George Osborne is not a politician to bet against. His fortunes have oscillated wildly since the summer budget, just as they did in the last parliament, but he has emerged unscathed from his latest brush with political mortality. He executed a total u-turn on tax credits, managing expectations adroitly right up until the announcement of his 180-degree change in direction. Observers took a sharp intake of breath. Social security cuts will still be painfully felt, of course, not least when the universal credit eventually arrives. But the chancellor has simply and cleanly extricated himself from the political quagmire into which he was sinking.
Labour was largely lost for words. It could claim victory, but so could others, and nobody was listening. Yet even a centrist Labour shadow chancellor would have struggled to respond at the dispatch box today, because Osborne surprised everybody by giving relative protection to spending on education, science, skills and infrastructure – all things that modern social democrats believe are vital to long-term economic growth. He avoided exposing a security flank to the opposition by shielding the police from cuts, and he brought the military firmly on-side by protecting the defence budget. The top brass didn’t need to march up to No. 11 with their rusty rifles.

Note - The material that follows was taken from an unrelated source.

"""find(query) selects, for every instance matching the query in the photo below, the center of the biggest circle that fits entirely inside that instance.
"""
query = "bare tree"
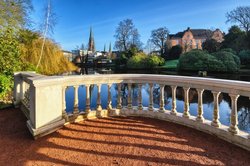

Nor can centrists argue much with an apprenticeship levy that raises £3 billion from large companies, or with stamp duty hikes for buy-to-let and second homes. This Autumn statement had plenty of wheezes – fiscal moments always do – and there were deep cuts to unprotected spending. But the chancellor has smoothed out his fiscal path since the summer general election, and raised more in taxes too. Add to that some helpful forecast revisions to debt interest and tax receipts from the OBR, and the chancellor had plenty of room for manoeuvre to soften his cuts.
Make no mistake: today’s announcement is still a long way from the social democratic ideal. The government’s targeting of an overall budget surplus – rather than allowing borrowing for investment – flies in the face of mainstream economic opinion, and makes the cuts much more painful than they need to be. The NHS can only survive, even on its increased budget, if it makes efficiency savings on a scale that is completely unprecedented. Many local authorities will find that the reduction in their grant from Whitehall is nowhere near compensated for by the devolution of business rates. Carbon reduction schemes have been slashed, with few details yet on what might replace them. And there will be a thousand other painful cuts, hidden in the parts of departmental budgets labelled ‘other’, that will have real impacts on real lives. Yet Osborne’s expectations-management has been so skilful that, oddly, centrists today find themselves breathing a sigh of relief.
Ironically, Osborne may now have opened up more territory for a right-wing challenger to his leadership credentials. Pushing Labour to one side has the downside of exposing a right flank: we can expect Osborne to watch out for this in the months ahead, and it will further strengthen the argument for bringing Sajid Javid alongside him as his running mate and chancellor-elect.
Meanwhile, Osborne will present himself as the workers’ friend, going into battle with big business over the living wage and the apprenticeship levy, while investing that little bit more in childcare, home ownership and other moves designed to tighten his grip on the crucial skilled working class vote. With older people firmly banked in the Conservative camp, Labour’s reinvention will need more compelling ideas than ever before.